A recent critique of Israel’s nation-state law cited the influence of Zionism on the thought of African-American theorists as disparate as W.E.B. Du Bois, Marcus Garvey, and Stokely Carmichael, as well as the recent tendency of American white racists—or, as they euphemistically style themselves, “white nationalists”—to compare their own ambitions with those of the Jewish state. Critics of the new nation-state law now maintain that it itself renders Zionism irredeemably racist. To Chloé Valdary, this argument is based on a fundamental mistake:
[W]hile Zionism concerns itself with a particular ethnic group, it does not concern itself with a particular race insofar as race connotes skin color. And this speaks to the inherent contradictions within the very concept of black nationalism. On the one hand, a call for black nationalism via a separatist movement would naturally be attractive to a people persecuted by the dominant society. On the other hand, the black experience is, paradoxically, an American creation. The shared history, culture, and collective experience of black Americans is one that is bounded by a [particularly American context]. In this way, black American culture cannot be separated from its American roots, and calls for black nationalism are rooted in an unsolvable contradiction. . . .
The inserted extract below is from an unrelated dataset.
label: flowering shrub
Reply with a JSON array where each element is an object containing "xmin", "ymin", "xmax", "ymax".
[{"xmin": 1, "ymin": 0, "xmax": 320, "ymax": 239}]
I personally sympathize deeply with pan-African movements [like that founded by Garvey] because I understand and empathize with their underlying . . . yearning for the lost wholeness of a stolen past. But there is a fallacy in pan-African movements: namely the notion that the “black” experience expressed through racial consciousness can form the basis of nationhood. In truth, it’s only in the diaspora that a shared black experience developed. Before [blacks were forcibly taken en masse] from Africa, there was no concept of black national consciousness; there were, rather, multiple African identities rooted in particular traditions and customs. Thus the very concept of a singular “black nation” is a product of diaspora and cannot exist without it. . . .
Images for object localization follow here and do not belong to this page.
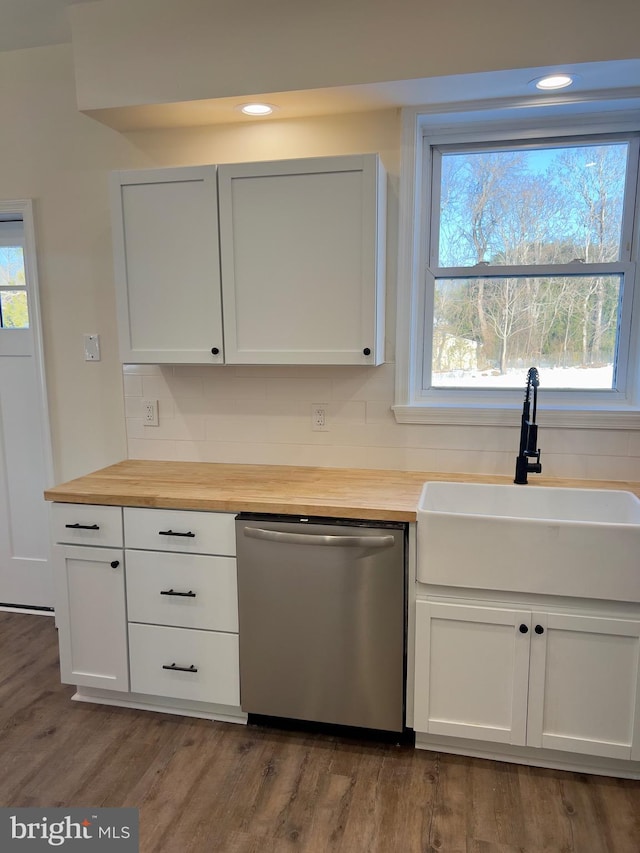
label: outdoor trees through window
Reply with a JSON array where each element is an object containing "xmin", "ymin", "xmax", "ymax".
[
  {"xmin": 0, "ymin": 236, "xmax": 29, "ymax": 330},
  {"xmin": 428, "ymin": 137, "xmax": 636, "ymax": 390}
]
[By contrast], Jews have a collective historical memory, national consciousness, and spiritual tradition that predates the existence of the diaspora. It predates it because the Jews are a nation. . . . Skin color does not a nation make. Regardless of the inspiration some in the black American community took from certain concepts in Zionism, its concept of self-empowerment was relevant to the black community and was implemented through such organizations as the National Association for the Advancement of Colored People; the nationalism per se was not. . . .
[Furthermore, Zionism—like the theories of Du Bois and Garvey]—is nothing like the ideology of the “white nationalist Jared Taylor” who . . . believes that “diversity and integration have exacerbated and not solved racial problems in America.” Thus when Taylor said in 2017 “what you [Jews] have made in Israel is what I want to make in America,” quite frankly, he didn’t know what he was talking about.